Malpractice Practice

     OK, let’s get the obvious joke over with first.
     SETUP: A “consulting group” appointed by the State Bar of California has proposed creation of a specialty in legal malpractice law.
     PUNCHLINE: Well, they shouldn’t have any trouble finding people who know how to commit malpractice.
     Now that that’s out of the way, let’s consider this proposal. The State Bar is actually inviting public comment on whether there should be an officially-recognized specialty in legal malpractice.
     What sort of comment can you make about this? Why would you even have an opinion?
     What ought to be making headlines here is the fact that a Bar-appointed group thinks that there’s so much legal malpractice going on in the state that specialists are needed to defend the people committing all that malpractice.
     Yikes!
     I guess there is an upside to this for the legal profession. There are many selfless lawyers out there committing malpractice so that other lawyers will have work defending them.
     We should take our economic stimuli where we can get them.
     
     EXTREME FANTASY. I have another one for your collection of Amazing Arguments Made with a Straight Face.
     The following is from a U. S. Court of Appeals for the Ninth Circuit ruling called E.S.S. Entertainment 2000, Inc. v.
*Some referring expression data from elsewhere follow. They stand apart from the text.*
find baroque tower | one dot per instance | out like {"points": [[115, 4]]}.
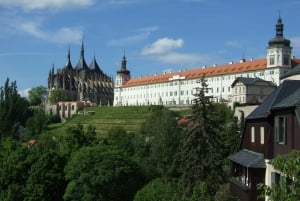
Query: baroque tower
{"points": [[279, 50]]}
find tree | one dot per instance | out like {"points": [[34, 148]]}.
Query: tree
{"points": [[36, 95], [160, 189], [45, 180], [13, 169], [119, 137], [158, 142], [101, 173], [288, 188], [37, 123], [13, 109], [57, 95], [202, 154]]}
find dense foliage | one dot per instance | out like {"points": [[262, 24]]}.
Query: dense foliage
{"points": [[37, 95], [165, 160], [288, 188], [13, 110]]}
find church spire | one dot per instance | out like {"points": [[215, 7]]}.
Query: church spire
{"points": [[68, 63], [81, 65], [124, 62], [279, 27], [279, 50], [82, 49]]}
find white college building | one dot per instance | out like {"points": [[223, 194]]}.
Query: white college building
{"points": [[178, 87]]}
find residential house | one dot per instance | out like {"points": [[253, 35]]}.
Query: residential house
{"points": [[272, 129], [249, 91]]}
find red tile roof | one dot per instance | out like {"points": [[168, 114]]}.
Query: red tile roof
{"points": [[227, 69]]}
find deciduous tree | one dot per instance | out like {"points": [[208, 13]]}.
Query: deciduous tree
{"points": [[36, 95], [101, 173], [13, 109]]}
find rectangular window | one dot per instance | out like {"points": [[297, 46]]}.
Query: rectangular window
{"points": [[286, 60], [252, 134], [280, 129], [262, 135], [272, 60]]}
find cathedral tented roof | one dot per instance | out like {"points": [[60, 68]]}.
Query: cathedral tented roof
{"points": [[95, 67], [81, 65]]}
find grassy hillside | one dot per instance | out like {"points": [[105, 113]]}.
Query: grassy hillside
{"points": [[104, 118]]}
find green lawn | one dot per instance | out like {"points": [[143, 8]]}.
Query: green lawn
{"points": [[104, 118]]}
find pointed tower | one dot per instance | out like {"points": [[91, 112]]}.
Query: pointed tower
{"points": [[123, 75], [68, 65], [94, 67], [81, 65], [279, 50]]}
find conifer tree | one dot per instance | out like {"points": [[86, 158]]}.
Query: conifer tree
{"points": [[201, 156]]}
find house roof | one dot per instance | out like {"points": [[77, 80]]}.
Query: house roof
{"points": [[286, 95], [248, 159], [294, 71], [249, 81], [244, 66]]}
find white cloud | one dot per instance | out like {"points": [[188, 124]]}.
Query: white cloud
{"points": [[163, 46], [141, 34], [62, 35], [164, 50], [29, 5], [24, 92], [295, 42], [234, 44]]}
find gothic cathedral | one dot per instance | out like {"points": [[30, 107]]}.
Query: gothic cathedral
{"points": [[82, 83]]}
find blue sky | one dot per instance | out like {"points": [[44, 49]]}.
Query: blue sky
{"points": [[156, 35]]}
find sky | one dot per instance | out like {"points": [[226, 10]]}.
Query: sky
{"points": [[156, 36]]}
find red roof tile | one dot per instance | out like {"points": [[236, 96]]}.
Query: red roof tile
{"points": [[246, 66]]}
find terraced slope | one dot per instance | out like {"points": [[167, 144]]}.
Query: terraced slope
{"points": [[104, 118]]}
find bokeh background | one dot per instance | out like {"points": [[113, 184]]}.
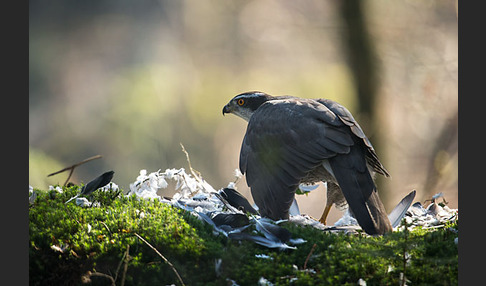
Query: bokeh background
{"points": [[131, 80]]}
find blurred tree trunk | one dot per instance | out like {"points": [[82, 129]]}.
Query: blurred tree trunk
{"points": [[360, 54]]}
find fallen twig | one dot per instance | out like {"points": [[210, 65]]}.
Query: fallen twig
{"points": [[99, 274], [308, 255], [125, 266], [74, 166], [163, 258]]}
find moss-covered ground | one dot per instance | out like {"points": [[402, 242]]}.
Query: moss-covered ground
{"points": [[72, 245]]}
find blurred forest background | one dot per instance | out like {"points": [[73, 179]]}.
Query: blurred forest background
{"points": [[131, 80]]}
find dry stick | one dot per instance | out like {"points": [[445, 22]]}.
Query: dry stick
{"points": [[103, 275], [121, 261], [163, 258], [196, 176], [125, 266], [74, 166], [308, 255]]}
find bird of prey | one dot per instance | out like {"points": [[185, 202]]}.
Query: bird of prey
{"points": [[291, 141]]}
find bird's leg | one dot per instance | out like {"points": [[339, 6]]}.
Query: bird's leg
{"points": [[334, 195], [325, 213]]}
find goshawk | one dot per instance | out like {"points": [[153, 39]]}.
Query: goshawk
{"points": [[291, 141]]}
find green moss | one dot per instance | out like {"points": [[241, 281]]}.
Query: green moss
{"points": [[424, 256]]}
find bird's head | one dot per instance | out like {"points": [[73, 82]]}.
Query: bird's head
{"points": [[244, 104]]}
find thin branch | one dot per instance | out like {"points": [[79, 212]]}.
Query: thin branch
{"points": [[121, 261], [71, 168], [195, 173], [163, 258], [99, 274], [125, 266], [308, 255]]}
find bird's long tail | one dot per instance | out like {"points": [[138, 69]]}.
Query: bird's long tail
{"points": [[360, 192]]}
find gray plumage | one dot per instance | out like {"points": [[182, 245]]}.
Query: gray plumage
{"points": [[292, 140]]}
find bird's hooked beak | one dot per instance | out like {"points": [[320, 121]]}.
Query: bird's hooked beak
{"points": [[227, 109]]}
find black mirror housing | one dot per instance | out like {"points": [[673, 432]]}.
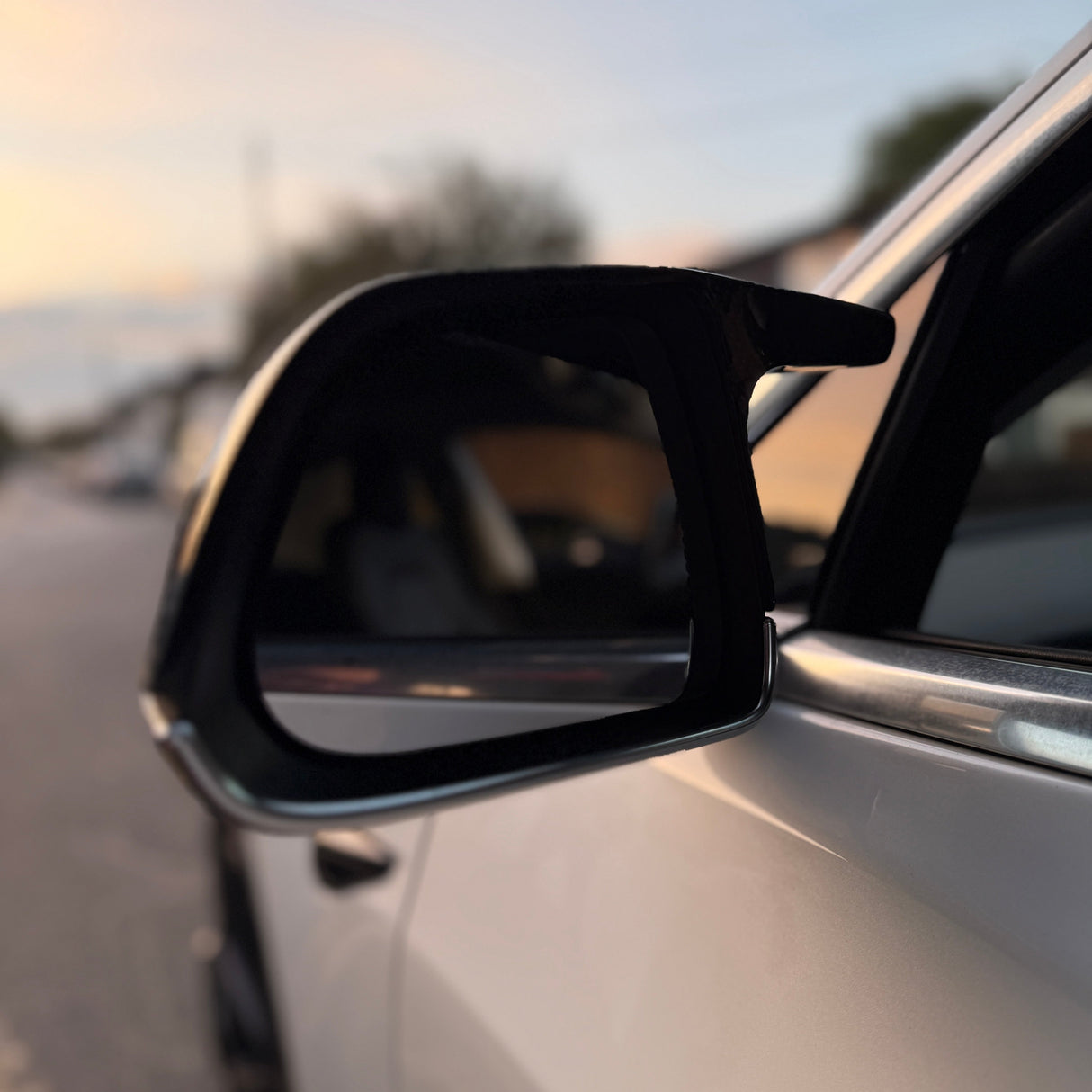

Rock Star Videos, Inc. in which lawyers for the owner of a strip club claimed that the makers of the Grand Theft Auto video game infringed their trademark:
     “ESS also argues that, because players are free to ignore the storyline and spend as much time as they want at the Pig Pen, the Pig Pen can be considered a significant part of the Game, leading to confusion.”
     Imagine the kind of person who would buy, install, and begin playing a computer game and then just hang out in the game’s strip club.
     Yes, a man without a life who doesn’t have a virtual life either.
     Now imagine that person on the witness stand.
     This is the kind of concept that makes reading appellate opinions so much fun.
     
     QUIT WHILE YOU’RE BEHIND. Sometimes it’s best to advise your clients not to stand up for their rights. There ought to be a class in law school on how to back down.
     Case in point comes from a lawsuit filed in federal court in Los Angeles on behalf of the operator of an air cargo business who claims he was harassed by the Federal Aviation Administration after he got a letter threatening a fine and responded with a letter back “in which he allegedly referred to the allegations in the May, 2007 letter as being stupid.”
     Pretty soon, FAA agents and police were, allegedly, coming down on him.
     So what does our plaintiff do?
     Yep. He writes another complaining letter.
     Now, allegedly, he’s being falsely accused of causing so much interference with the agents that he had to be tasered.
     So what does he do next?
     He sues.
     This is not a promising pattern.
     That little fine at the beginning of this story is going to sound really reasonable.